MEDFORD, Ore. — Jackson County Public Health reported 84 new cases of coronavirus on Friday, again breaking single-day records amid a statewide surge in cases.
"The total number of cases in Jackson County are rising quickly, and our death rate is at eight and destined to go higher as well," said Dr. Jim Shames, Jackson County Health Officer. “It is time for each of us to do some soul searching concerning our personal behaviors which put others at risk.”
The new cases bring Jackson County's total case since the beginning of the pandemic to 2,198. At least 415 cases are still considered active infections. 140 people have been hospitalized since March, all but 10 added since the beginning of July.
The County's test positivity rate shot up to 10.5 percent over the last week of October, and is likely to drive even higher with the recent case trends.
“When you attend a birthday party, or a public gathering, or hang out with friends at a bar, the consequences are often tragic, even if you don’t see the results yourself," said Tanya Phillips, Health Promotion Manager for Jackson County. "We at Public Health do see those results. We can connect the dots from one infected person to others."
Health officials provided the two examples of the trends they've seen in contact tracing of late:
- A multi-generational family has a birthday party. Everyone is so happy to get together and celebrate this special event. Within the week, over a dozen family members are infected with COVID-19. Those people then go about their daily routines, attending work that includes working with vulnerable populations at nursing homes in the valley, and sending kids to daycare facilities. Soon you have outbreaks at these facilities. Some of those cases end up in the hospital, some are desperately ill, and at least one person has died from COVID-19.

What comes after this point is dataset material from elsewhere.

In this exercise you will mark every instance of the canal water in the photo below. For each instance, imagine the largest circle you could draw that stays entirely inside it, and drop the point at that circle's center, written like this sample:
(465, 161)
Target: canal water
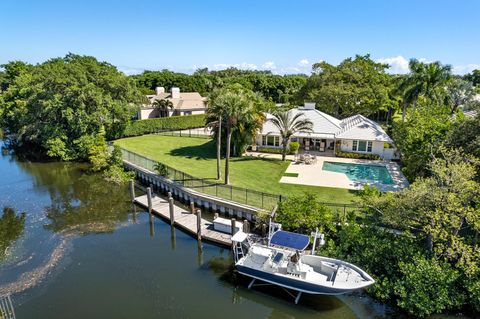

- A church holds prayer events and attends out of area conclaves. Parishioners get infected and go back to their households and workplaces. The disease spreads all over the State. “Contact tracing is limited because of distrust of Public Health, and the actual number of affected individuals remains unknown, but dozens of cases are tracked to one or two individuals,” says Dr. Jim Shames.
“We are in this together. Your actions affect all of us, whether you see it or not, and frankly, whether you believe it or not. Please wear a mask. Please keep your distance. Please avoid indoor gatherings. Let’s do our part to keep our loved ones, our neighbors, and ourselves, safe,” said Dr. Shames.
Governor Kate Brown is scheduled to hold a press conference at 1 p.m. to address the surging cases, which will likely include new restrictions for counties that have seen the largest increases.